Just recently, Sean Feucht of the CCM group Bethel Music held a “Let Us Worship” concert on the steps of the Washington Mall with 15,000 invitees. The event has roots in a right-wing evangelicalism that—according to his website—on decried on the “unlawful censorship and discrimination” of COVID-19 restrictions on religious gatherings across the nation.
“That’s a problem too.” Culpepper said. “Just the stark contradiction between the message of love, the message of grace the church is proclaiming, and then these political movements which seem to sort of hijack Christian imagery.”
These matters of national proportion also trickle into local communities.
Josie De Jong remembers the concern she felt upon seeing a social media post showing over a hundred Dordt students sitting together on the campus lawn for a semester-kickoff worship event.
“In a way that sort of built this seed of frustration with Christians that I had always had but amplified over COVID.” De Jong said.
De Jong, a senior at Dordt University, does not go to church anymore.
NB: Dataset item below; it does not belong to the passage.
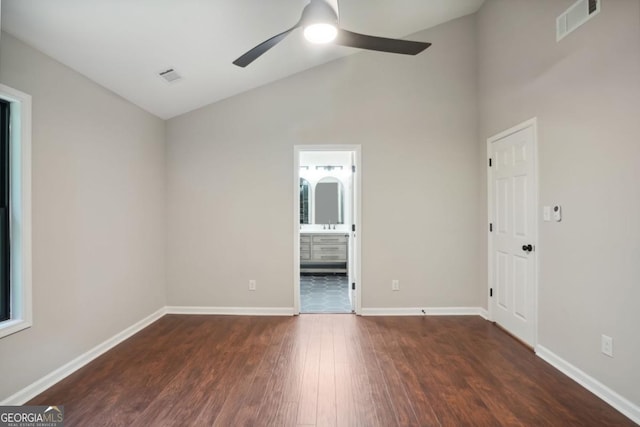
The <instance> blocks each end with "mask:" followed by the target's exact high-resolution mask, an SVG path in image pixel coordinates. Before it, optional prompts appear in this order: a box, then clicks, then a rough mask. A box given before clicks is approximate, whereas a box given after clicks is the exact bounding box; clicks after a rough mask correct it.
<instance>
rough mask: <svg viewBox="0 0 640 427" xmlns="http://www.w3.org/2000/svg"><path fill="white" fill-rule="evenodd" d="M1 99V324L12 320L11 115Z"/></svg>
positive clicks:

She has not since her parents divorced when she was younger. She no longer sees the need to.
Her absence from the pews makes De Jong feel estranged from her hometown of Orange City, Iowa, where almost every street corner houses a church. It sometimes seems easier to find a person there who attends church twice on Sunday than not at all. The same goes for Sioux Center too, where Dordt resides.
“I don’t feel connected. I never have.” De Jong said. “I don’t like being cynical about it either. I know that there are good parts to Sioux Center and Orange City. It’s just that some people experience those good parts more often than other people do.”
De Jong is just one member in the growing population of young people leaving the church.
According to LifeWay Research, 70 percent of Protestants stop going to church for at least a year between ages 18 and 22. Of this group, 26 percent said their decision came as a result of judgmental or hypocritical church members, and another 15 percent claimed it was due to members acting unfriendly or unwelcoming.
“It’s a constant uphill battle” Van Dyk said on his relationship with the church over the pandemic. “I wouldn’t say it’s easy for me to feel like I’m being heard.”
Van Dyk watched the father of a close and Christian friend cast the only dissenting vote against a mask mandate for his hometown. He saw on social media other believers posting scripture to defend disobeying public health guidelines. It forced him to grapple with his faith and identity.
“It threw me off. As someone I thought I trusted, as someone who believed in some of the same values as I did.” Van Dyk said. “I felt like I was betrayed.”
This isn’t the only time large scale disillusionment with the church and other established societal structures has occurred either.
In the 1920s—following the prosperity of the Gilded Age—economic disparity fueled the Great Depression, the Spanish flu spread across the world, and tens of millions died in World War I. These catastrophic events formed a generation of grief-stricken individuals with no higher entity to cling to.
Almost one hundred years later exactly, history has mimicked itself. COVID-19 has taken the pandemic helm from the Spanish flu, and social unrest in the form of the Black Lives Matter movement has signified a discontent with the current status quo.
“We are already sort of used to living in this state of anxiety.” De Jong said. “A lot of us are just exhausted by that.”
Culpepper worries about people like De Jong and Van Dyk losing a sense of the importance of their engagement with culture. Their voices still matter, he believes, even when others try to silence it.
“We’ve got to meet strident rhetoric and irresponsible use of information with gentleness, with the fruit of the spirit.” Culpepper said. “Still care. Still be engaged.”